The Orange Peel Betrayal
I'd been running from the truth all semester: I sucked at baseball. Like, actually, embarrassingly bad. But when Jordan Chen— varsity star, holder of my crush since seventh grade— asked me to the team's end-of-season bonfire, I didn't exactly lead with that information.
The fire crackled behind the baseball field bleachers, casting flickering shadows across everyone's faces. I stood there in my orange hoodie— Mom had bought it on sale, too bright to blend in, too ugly to pull off— clutching a soda I wasn't drinking. Jordan tossed a baseball back and forth with Tyler, laughing at something I couldn't hear.
"Hey, Marina!" Tyler called out. "Think you can hit this?"
He tossed the baseball my way. It landed in my hands like a dead bird. I'd been running from this moment for weeks, dodging pickup games, changing the subject whenever practice came up. Everyone assumed I played. I'd never corrected them.

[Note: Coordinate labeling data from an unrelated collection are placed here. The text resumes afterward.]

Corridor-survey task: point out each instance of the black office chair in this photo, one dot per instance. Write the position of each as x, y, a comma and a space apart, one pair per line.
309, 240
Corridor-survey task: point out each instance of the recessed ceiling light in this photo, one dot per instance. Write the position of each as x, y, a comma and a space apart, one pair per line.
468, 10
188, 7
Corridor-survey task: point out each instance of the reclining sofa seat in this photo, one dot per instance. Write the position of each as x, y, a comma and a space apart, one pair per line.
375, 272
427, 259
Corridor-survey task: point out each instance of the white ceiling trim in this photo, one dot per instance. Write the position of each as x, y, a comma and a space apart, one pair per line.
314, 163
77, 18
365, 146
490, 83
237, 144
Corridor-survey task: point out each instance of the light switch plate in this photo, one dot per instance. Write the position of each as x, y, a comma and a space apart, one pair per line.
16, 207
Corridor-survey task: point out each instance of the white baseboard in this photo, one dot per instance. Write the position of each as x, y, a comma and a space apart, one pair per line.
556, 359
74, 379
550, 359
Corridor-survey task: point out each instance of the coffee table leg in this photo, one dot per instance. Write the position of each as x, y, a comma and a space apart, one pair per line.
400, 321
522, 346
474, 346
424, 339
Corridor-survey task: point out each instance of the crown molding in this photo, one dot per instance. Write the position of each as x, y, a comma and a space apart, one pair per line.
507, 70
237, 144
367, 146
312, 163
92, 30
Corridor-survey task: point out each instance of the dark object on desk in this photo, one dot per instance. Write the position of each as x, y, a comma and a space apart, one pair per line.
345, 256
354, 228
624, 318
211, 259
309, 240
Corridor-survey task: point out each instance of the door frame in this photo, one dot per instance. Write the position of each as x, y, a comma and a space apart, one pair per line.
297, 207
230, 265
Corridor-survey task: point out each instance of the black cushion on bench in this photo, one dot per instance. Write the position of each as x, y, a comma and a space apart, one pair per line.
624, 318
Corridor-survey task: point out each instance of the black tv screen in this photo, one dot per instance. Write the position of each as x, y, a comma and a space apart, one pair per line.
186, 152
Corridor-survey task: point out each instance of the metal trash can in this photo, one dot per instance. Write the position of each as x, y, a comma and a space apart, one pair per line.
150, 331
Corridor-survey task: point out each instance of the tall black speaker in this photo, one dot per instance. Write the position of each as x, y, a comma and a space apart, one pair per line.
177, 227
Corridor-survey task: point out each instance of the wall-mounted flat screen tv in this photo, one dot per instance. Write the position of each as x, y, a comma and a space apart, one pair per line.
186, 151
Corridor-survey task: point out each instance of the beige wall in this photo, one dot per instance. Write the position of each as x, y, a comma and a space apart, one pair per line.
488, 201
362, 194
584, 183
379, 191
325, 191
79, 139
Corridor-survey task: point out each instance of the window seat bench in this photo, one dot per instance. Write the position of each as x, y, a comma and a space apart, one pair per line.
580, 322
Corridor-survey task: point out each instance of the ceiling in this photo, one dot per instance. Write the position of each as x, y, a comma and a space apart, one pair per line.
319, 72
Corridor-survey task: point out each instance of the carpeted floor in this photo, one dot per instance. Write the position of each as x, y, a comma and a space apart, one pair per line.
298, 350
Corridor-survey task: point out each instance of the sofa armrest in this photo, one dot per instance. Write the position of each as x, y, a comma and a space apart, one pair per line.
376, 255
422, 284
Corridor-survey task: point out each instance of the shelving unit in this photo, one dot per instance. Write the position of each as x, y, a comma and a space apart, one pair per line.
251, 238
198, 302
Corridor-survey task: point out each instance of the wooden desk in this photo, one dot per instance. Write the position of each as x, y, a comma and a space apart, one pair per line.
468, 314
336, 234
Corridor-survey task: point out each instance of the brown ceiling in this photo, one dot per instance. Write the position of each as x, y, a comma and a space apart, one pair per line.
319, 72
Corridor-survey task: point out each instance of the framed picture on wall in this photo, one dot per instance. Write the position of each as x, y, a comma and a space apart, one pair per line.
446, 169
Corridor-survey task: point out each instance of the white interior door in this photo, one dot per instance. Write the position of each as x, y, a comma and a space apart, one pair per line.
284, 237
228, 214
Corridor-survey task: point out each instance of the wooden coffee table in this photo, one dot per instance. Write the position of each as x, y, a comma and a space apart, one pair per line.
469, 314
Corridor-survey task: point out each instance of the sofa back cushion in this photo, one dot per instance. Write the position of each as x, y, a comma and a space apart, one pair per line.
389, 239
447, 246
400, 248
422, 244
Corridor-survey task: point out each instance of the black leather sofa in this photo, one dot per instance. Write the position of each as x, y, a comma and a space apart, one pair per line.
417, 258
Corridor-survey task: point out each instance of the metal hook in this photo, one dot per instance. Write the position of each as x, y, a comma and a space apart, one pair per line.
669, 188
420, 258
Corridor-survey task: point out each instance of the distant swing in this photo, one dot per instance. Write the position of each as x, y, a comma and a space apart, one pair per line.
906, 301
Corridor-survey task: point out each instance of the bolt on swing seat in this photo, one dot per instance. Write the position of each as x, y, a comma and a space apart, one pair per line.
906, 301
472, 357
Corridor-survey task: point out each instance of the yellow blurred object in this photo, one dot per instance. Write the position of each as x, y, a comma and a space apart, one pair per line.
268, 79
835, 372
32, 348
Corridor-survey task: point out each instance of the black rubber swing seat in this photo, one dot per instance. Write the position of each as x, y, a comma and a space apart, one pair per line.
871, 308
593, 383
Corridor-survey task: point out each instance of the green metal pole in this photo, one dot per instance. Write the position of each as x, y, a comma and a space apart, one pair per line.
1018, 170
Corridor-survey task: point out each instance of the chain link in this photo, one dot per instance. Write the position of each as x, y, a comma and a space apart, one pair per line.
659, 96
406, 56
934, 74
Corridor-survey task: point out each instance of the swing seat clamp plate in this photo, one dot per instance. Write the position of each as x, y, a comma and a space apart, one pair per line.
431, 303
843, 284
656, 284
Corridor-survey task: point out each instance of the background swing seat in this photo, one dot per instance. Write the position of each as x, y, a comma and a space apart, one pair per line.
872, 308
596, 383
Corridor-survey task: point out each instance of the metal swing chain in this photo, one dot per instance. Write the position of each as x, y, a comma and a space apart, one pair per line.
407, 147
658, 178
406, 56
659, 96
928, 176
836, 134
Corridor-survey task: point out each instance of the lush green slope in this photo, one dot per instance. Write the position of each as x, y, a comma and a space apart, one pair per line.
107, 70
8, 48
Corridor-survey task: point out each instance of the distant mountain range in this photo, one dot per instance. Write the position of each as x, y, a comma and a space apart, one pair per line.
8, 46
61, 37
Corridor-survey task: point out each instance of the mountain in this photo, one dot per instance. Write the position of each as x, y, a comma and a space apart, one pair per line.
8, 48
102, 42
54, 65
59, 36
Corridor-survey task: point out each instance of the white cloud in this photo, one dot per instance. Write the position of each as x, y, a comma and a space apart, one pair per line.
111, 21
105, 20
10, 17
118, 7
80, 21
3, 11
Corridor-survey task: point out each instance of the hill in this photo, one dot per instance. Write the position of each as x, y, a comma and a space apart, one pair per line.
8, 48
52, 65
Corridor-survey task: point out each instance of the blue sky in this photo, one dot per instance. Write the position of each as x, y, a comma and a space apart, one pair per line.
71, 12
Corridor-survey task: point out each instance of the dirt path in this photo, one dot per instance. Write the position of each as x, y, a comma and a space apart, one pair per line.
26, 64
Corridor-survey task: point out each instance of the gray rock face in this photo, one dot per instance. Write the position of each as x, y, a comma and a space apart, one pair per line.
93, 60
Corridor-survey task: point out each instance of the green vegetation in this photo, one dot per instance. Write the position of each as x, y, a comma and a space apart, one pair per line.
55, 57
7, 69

The baseball felt heavy. Wrong. Like holding something I didn't deserve.
I peeled an orange with shaky fingers, needing something to do with my hands. The citrus scent cut through the smoke and awkwardness. Jordan watched me, and for a second, I thought— hoped— she'd come over. Instead, she smirked at Tyler.
"Bet you five bucks she can't even throw it back."
My face burned hotter than the bonfire. I wasn't mad at the bet. I was mad because they were right.
I threw the baseball anyway. It wobbled through the air like a drunk pigeon and landed somewhere in the darkness by the fence. Someone laughed. Jordan didn't.
"Yeah," I said, voice barely steady. "I don't actually play. I just— I don't know, I wanted you guys to think I was cool."
The silence stretched. I mentally calculated exit routes, running through scenarios where I disappeared forever and changed my name to someone who didn't lie about sports.
Jordan walked over. She picked up an orange segment from my open palm, popped it in her mouth.
"Good," she said, chewing thoughtfully. "Baseball's boring anyway. You down for D&D tomorrow? Tyler's hosting, but we need a rogue."
The orange baseball cap she'd been wearing all night suddenly made sense. She wasn't a player either.
"You don't play?" I asked.
"Nah. Just here for the snacks." She grinned. "And to meet new people. You're the only one who hasn't talked about their batting average all night."
For the first time all semester, I stopped running. The orange hoodie still glowed like a traffic cone, but for once, I didn't care.